Bastardstown, located in ‘sunny’ southeast Ireland, County Wexford (N 52° 11’ 15’’ W 6° 32 36”) is small town, or village, or rather townland. Although it actually exists, it’s also a fictive notion, a concept that figures in the work of Orla Barry, here as well as in previous work (Stoney Scrabble at Bastardstown, 2000-2006 and Foundlings, 2000). As before, Barry uses her own writings as a source, in a work that reflects a relationship—a dialogue or clash--between word and image. Her works aim to express the way we humans are, as language. This video’s paradox starts with its title: we see a so-called blogger describing a day in his life, a day in which he retreats from city to countryside. The work might be a kind of ‘retro’ black-and-white ‘videoblog’. We hear a low, speedy, male voice declaiming his interior voice, while we see a close-up of the man’s face.

He is a middle-aged, greying, with a sturdy face and looks straight into the spectator’s eyes. His busy mouth seems to spit out the words in machine gun mode. Once, he slips: Barry keeps this mistake purposely as the man starts over again, underscoring the fact that we’re witnessing a rehearsed text read by someone who is not addressing anyone in particular. Rather, it concerns a futile effort to address the world from the middle of nowhere. Somewhat different from earlier works, in which clear narrative structure is often forgone in favour of a poetic structure in which texts and images are built like verses of a poem, here we have a story that starts in ‘the city’ in the morning and ends somewhere in the middle of the night at the seaside, in Bastardstown.

In the morning, our man wakes up to brush his teeth. At this point “all the fumbling” begins. Already, the city mayhem and noise seems to be everywhere. Symbolically, it is with the sound of his electric toothbrush that “it all starts for real”. This ‘real’ is the reality of city life, the noise that permeates everything. While The Blogger’s mobile phone rings at 8:20, neighbours are already slaughtering a lamb in their garden. For the rest of us urbanites, the day will not bring fresh lamb but processed “urban fare; hot dogs, fried chicken, French fries, fried shrimp, frankfurters, hamburgers, tofu, hot corn, Italian sausage, seafood, shish kebab, cold beer, warm beer, soft drinks, hard alcohol, soya milk […] pot noodles, smoked chicken, smoked mackerel, smoked duck, charcoal broiled shish kebab.”

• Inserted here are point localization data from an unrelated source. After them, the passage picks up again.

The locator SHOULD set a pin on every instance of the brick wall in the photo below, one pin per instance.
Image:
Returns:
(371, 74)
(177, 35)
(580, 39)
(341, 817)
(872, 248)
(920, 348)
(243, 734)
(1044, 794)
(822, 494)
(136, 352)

Other lists of things the city is made up of are spat out: the city is mechanical, superficial, mass-communicational, mass-mediatic. How can a small thought survive in such a place? In between these litanies, the progression of the day is shown in numbers, the only point of reference we have to something resembling a ‘blog’. 10:59 AM, 12:37 PM, 3:37 PM. The Blogger alternates between irony, discursive violence and despair: although the video’s black humour is strategic and substantive, the question permeating the film is serious and vital: is there an alternative to “the networked nirvana that we like to call city?”

Our blogger tries to find solace in Bastardstown, which consists of only ten or so summerhouses. Still, far away from the maddening crowd, he doesn’t seem to notice the irony of his situation as he rambles on about the evils of city life, predicting the apocalyptic future of both town and Bastardstown. Since it is of course exactly by using modern, urban, high-tech fiber technology that he can dully broadcast his blog (in which a man can be seen frantically rehearsing something like a television broadcast) that the paradox gains in intensity. (Do they only have black-and-white web cams in Bastardstown?)

Our mono-logic middle-aged male doesn’t seem to bother: recklessly, triumphantly, desperately, he utters a war cry: “The country versus the city. The monologue blogger has a head!” The Bastardstown Blogger is back in the place he was born. After all, “it’s like the dolphins, they prefer to strand themselves and die on land rather than drowning”.